The study, published Tuesday in the journal Sleep, finds a direct link between our feelings of social connectedness and the unbroken quality of our sleep. In so doing, the authors offer new evidence to suggest that sleep may be the missing link in the well-documented relationship between loneliness and poor health (or, if you will, between social connectedness and good health).
A pioneering 2002 study was the first to draw a direct line between loneliness and sleep quality. But while that study tracked the relationship in the loneliest and least lonely segments of a population of college students, the latest study does so in a far more homogeneous group of subjects: members of the Hutterite religious communities of South Dakota. (Two of the 2002 study's authors, the University of Chicago's Louise C. Hawkley and John T. Cacioppo, participated as authors in the study published this week.)
The differences between the Hutterites and the 64 undergraduates studied in the 2002 effort could not be more stark. The college students were young and mostly lived apart from the families in which they grew up. Many smoked tobacco and consumed alcohol and were immersed in the rituals so common to young adults of trying out new identities and relationships. The Hutterites, members of a 500-year-old religious sect, live in tightly bound farming communities of about 150 people, where they routinely work, eat, socialize and worship together. Like many college students, the Hutterites drink a lot of coffee. But their strict religious tradition forbids alcohol and tobacco use. And their average age was about 40.
Still, even with Hutterites, loneliness happens. Asked to rate, on a scale of 0 to 2, how often they felt they lacked companionship, felt left out and felt isolated from others, even some Hutterite participants proved to feel imperfectly connected: Though the group's average loneliness index of .69 was relatively low compared with other, larger populations measured, there were among the group some who reported feelings of loneliness despite being married and living among extended family.
But for all the differences that separated college undergrads from Hutterites, the relationship between loneliness and sleep quality held steady: For every additional increment of loneliness a Hutterite participant reported at the outset of the study, his or her sleep -- as measured over the next seven nights by a motion-detecting wristwatch called an actigraph -- was found to be more fractured by awakenings.
Researchers found no link between levels of reported loneliness and other measures of sleep, including the length of time that elapsed between falling asleep and morning awakening, subjects' personal assessment of their sleep quality and subjects' reported daytime sleepiness. While those measures of sleep quality are either subjective or unrevealing of actual sleep quality, the actigraph readings are actually a pretty good measure of sleep quality.

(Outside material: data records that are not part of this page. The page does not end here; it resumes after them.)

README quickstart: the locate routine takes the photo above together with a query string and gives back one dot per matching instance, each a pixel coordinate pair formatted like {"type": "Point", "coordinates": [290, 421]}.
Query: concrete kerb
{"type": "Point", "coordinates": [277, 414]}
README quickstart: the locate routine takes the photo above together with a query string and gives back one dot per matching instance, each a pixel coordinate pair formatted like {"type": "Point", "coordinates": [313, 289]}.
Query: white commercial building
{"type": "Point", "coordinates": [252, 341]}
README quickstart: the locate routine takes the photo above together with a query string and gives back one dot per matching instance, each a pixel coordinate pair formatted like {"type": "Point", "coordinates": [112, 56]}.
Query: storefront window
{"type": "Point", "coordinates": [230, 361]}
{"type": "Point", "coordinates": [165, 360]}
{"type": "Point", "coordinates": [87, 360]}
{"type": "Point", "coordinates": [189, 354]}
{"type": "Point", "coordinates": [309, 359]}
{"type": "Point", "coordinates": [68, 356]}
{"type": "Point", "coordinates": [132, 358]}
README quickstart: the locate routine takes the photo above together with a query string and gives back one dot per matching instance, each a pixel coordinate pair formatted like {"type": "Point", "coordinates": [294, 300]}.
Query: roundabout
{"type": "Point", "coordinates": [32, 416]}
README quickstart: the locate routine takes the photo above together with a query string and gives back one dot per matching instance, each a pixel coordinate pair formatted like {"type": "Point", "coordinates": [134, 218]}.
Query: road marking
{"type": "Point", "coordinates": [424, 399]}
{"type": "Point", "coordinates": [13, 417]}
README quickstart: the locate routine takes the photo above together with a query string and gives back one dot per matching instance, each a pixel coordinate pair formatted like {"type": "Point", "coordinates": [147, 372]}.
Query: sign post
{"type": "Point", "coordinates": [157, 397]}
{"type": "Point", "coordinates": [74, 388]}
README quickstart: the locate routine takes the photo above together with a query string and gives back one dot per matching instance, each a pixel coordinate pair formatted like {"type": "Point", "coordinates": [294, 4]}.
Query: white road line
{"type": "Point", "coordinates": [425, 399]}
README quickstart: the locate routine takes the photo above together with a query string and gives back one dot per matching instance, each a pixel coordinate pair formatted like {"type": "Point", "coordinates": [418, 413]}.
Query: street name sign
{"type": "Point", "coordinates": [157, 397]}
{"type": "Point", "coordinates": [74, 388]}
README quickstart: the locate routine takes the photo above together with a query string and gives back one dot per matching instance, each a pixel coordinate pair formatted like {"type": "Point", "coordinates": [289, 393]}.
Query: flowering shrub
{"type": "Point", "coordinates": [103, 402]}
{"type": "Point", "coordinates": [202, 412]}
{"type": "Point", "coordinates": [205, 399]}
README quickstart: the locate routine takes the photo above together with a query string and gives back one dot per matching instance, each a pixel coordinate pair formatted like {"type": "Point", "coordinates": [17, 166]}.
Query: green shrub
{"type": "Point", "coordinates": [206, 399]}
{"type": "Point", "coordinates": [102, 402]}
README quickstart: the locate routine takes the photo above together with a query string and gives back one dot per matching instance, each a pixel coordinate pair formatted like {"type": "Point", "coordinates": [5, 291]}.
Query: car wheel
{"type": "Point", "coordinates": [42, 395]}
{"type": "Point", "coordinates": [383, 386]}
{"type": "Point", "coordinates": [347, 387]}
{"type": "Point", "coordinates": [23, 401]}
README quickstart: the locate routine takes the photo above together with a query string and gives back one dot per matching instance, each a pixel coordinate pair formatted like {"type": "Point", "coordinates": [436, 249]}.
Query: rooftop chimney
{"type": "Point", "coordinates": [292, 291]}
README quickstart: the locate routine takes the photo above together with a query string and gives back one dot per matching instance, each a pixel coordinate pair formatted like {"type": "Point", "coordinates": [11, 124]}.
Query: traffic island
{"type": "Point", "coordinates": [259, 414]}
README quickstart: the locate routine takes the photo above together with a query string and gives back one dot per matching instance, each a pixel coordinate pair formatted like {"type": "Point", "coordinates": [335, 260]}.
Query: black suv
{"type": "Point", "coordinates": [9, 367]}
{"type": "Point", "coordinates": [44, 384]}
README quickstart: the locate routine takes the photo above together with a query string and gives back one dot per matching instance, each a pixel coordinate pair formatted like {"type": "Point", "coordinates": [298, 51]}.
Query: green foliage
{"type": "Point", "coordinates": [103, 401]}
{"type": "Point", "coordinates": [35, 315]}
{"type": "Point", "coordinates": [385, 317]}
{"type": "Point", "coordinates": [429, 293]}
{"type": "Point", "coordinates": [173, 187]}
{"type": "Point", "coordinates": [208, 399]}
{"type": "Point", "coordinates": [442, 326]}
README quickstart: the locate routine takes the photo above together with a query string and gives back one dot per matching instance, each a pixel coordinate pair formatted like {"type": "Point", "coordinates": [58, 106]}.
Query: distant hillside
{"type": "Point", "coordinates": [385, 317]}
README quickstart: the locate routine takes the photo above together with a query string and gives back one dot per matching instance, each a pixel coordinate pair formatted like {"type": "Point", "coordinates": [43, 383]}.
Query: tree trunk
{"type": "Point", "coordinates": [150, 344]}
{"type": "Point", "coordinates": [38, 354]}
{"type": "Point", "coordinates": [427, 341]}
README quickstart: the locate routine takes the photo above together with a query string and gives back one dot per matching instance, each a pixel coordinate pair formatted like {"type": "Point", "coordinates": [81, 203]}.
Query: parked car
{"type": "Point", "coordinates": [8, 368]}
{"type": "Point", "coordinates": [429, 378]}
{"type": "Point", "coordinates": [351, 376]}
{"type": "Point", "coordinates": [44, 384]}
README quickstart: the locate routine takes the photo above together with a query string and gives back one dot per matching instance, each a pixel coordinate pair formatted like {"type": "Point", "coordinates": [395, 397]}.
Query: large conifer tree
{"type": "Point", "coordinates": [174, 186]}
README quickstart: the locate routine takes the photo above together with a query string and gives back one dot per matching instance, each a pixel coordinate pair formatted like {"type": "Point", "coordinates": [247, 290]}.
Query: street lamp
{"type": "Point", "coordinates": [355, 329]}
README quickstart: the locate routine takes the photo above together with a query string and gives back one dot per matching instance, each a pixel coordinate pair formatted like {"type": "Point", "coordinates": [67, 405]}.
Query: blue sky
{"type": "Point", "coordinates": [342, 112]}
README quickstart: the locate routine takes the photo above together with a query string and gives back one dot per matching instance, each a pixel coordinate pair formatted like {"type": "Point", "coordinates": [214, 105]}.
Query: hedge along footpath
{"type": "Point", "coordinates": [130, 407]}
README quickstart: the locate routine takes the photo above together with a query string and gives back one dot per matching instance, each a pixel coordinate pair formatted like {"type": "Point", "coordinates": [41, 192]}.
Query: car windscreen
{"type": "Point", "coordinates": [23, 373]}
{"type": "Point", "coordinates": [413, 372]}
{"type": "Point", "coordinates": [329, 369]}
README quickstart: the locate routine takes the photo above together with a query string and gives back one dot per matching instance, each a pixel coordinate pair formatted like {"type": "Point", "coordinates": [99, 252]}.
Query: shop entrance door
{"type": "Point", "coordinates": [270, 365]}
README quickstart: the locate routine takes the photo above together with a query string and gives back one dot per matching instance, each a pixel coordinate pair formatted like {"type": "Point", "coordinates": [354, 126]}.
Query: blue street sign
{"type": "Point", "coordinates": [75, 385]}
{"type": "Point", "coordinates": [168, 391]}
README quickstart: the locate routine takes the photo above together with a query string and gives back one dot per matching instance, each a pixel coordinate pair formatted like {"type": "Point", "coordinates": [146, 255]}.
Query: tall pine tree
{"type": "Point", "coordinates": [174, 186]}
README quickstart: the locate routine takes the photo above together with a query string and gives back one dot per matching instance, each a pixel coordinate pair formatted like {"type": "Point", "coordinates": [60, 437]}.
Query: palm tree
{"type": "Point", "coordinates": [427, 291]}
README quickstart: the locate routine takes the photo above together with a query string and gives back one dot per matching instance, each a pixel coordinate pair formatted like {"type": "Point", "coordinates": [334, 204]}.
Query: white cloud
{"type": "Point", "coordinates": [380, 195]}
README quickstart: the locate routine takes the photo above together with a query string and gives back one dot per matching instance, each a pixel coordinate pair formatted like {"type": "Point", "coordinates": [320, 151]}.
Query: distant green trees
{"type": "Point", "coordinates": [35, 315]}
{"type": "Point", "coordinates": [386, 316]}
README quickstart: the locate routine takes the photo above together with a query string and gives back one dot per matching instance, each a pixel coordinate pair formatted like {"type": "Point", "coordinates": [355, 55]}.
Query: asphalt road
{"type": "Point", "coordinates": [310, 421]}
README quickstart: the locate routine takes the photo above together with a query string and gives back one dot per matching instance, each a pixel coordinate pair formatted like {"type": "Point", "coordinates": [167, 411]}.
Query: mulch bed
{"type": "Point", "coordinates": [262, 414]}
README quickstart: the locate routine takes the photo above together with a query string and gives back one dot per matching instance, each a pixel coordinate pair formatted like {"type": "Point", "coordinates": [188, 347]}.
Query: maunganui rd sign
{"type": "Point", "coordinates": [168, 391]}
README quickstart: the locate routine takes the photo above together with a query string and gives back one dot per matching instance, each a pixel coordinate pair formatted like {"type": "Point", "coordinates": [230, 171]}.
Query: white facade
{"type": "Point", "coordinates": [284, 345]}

The current study's findings appear to fill an unexplored gap between two newly fertile fields of research: One of those has found a clear relationship between loneliness and health; the other has drawn a direct and often causal link between poor sleep quality -- and specifically sleep fragmentation, with its frequent awakenings and "microawakenings" -- and ill health effects. Lonely people have been found to die earlier, to heal from wounds more slowly and to have higher rates of inflammation, which is tied to a host of chronic diseases. And dozens of studies in recent years have drawn links between poor sleep quality and metabolic disturbance, obesity, depression, memory problems and sleep apnea, and cardiovascular disease.
The Hutterite study may be the first step in providing the missing link between those two fields of research.
"It is plausible, therefore, that sleep fragmentation may be a link between loneliness and downstream health outcomes," the authors wrote. "Sleep could be a pathway through which perceived social isolation influences health," they added.